Alors que tous les soutiens initiaux de l’OLP au scénario des deux États incluaient le droit au retour des réfugié·es dans l’ensemble de la Palestine/Israël – ce qui n’était donc pas nécessairement en contradiction avec l’expression « du fleuve à la mer » – Oslo peut être décrit comme la première fois où les dirigeants de l’OLP/Fatah ont effectivement renoncé à ce droit. Bien sûr, ils ont continué à insister sur le fait qu’il s’agissait de leur politique, mais en reconnaissant Israël alors que la question des réfugié·es était simplement reléguée à de futurs pourparlers sur le « statut final », ils s’en remettaient effectivement à la bonne volonté d’Israël sur une question qu’Israël avait toujours rejetée.

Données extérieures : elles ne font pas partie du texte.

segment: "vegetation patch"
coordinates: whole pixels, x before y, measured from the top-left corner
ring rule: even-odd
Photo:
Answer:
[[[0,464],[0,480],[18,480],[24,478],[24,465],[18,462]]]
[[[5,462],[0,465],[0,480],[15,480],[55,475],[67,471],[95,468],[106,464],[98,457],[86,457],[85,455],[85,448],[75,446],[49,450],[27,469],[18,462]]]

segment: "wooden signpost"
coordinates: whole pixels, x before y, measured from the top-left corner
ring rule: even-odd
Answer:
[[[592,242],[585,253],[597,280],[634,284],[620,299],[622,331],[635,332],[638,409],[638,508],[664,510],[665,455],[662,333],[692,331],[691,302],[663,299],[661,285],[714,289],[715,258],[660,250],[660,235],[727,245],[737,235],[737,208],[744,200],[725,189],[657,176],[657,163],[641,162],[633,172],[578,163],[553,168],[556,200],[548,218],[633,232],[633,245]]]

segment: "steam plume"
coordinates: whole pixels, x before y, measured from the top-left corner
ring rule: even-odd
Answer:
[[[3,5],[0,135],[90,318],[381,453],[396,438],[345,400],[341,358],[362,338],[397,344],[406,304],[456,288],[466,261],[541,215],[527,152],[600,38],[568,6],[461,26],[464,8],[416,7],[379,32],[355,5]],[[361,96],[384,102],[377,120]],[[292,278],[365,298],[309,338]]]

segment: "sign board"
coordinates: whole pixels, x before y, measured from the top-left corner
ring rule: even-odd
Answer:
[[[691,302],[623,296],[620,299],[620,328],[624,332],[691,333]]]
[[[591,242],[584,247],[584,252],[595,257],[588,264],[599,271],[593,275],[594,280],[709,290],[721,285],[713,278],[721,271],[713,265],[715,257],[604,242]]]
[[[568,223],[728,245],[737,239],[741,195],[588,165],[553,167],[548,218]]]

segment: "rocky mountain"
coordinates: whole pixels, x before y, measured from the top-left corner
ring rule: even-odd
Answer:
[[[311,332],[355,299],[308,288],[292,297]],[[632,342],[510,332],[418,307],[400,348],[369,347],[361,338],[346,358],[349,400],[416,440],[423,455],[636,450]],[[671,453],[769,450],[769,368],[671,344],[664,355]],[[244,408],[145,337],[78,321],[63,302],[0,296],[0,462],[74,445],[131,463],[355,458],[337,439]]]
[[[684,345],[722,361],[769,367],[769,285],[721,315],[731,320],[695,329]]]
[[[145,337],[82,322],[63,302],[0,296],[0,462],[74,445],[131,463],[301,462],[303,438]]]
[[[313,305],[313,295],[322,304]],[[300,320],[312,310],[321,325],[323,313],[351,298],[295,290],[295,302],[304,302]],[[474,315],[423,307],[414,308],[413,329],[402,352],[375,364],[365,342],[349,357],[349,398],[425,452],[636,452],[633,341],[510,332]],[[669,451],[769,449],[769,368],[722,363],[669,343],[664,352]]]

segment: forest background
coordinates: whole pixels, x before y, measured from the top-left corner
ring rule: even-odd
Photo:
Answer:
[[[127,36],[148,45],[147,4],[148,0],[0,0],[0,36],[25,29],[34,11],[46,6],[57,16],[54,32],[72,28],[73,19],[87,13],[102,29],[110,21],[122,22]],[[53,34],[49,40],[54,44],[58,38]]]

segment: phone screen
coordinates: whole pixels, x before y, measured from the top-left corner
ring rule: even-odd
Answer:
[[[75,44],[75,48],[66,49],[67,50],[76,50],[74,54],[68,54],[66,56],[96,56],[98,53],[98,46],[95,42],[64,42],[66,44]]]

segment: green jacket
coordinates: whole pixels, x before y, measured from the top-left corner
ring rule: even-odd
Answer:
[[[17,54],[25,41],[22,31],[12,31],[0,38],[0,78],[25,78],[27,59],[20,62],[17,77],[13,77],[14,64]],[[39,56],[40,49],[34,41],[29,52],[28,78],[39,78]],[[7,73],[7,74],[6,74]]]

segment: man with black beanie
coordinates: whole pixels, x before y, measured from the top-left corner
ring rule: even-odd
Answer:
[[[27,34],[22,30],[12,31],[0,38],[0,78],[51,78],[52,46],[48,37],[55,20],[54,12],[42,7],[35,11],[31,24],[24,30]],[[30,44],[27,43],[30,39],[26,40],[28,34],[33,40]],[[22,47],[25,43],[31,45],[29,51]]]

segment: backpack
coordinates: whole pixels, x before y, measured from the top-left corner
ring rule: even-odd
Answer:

Par conséquent, ceux qui prétendent aujourd’hui que l’OLP a abandonné « du fleuve à la mer » avec la « solution » à deux États, et qu’il ne s’agit aujourd’hui que d’un slogan « extrémiste » ou « du Hamas », glorifient en tant que « modèle de paix » la capitulation totale d’Oslo. Il est important de noter qu’Oslo n’a pas seulement été rejeté par toutes les autres composantes de l’OLP, mais qu’il a également été rejeté au sein du Fatah, même par ses dirigeants. Il ne fait aucun doute que l’opinion ultra-majoritaire au sein du mouvement de libération palestinien dans son ensemble rejette la capitulation d’Oslo et continue de considérer que la Palestine s’étend du fleuve à la mer, quelle que soit la forme qu’elle prendra.

Bien entendu, comme beaucoup l’avaient prédit, Israël en a profité pleinement, refusant même de discuter des questions du statut final et remplissant la Cisjordanie et Jérusalem de centaines de milliers de colons israéliens illégaux (environ 700 000 aujourd’hui) qui ont volé la moitié du territoire et vivent comme des rois autour des bantoustans palestiniens séparés et enfermés, où « l’Autorité » palestinienne n’a aucune autorité réelle, tandis que la population palestinienne n’a aucun droit dans un Israël d’apartheid, et est constamment dépossédée, expulsée, humiliée aux points de contrôle et tuée en toute impunité.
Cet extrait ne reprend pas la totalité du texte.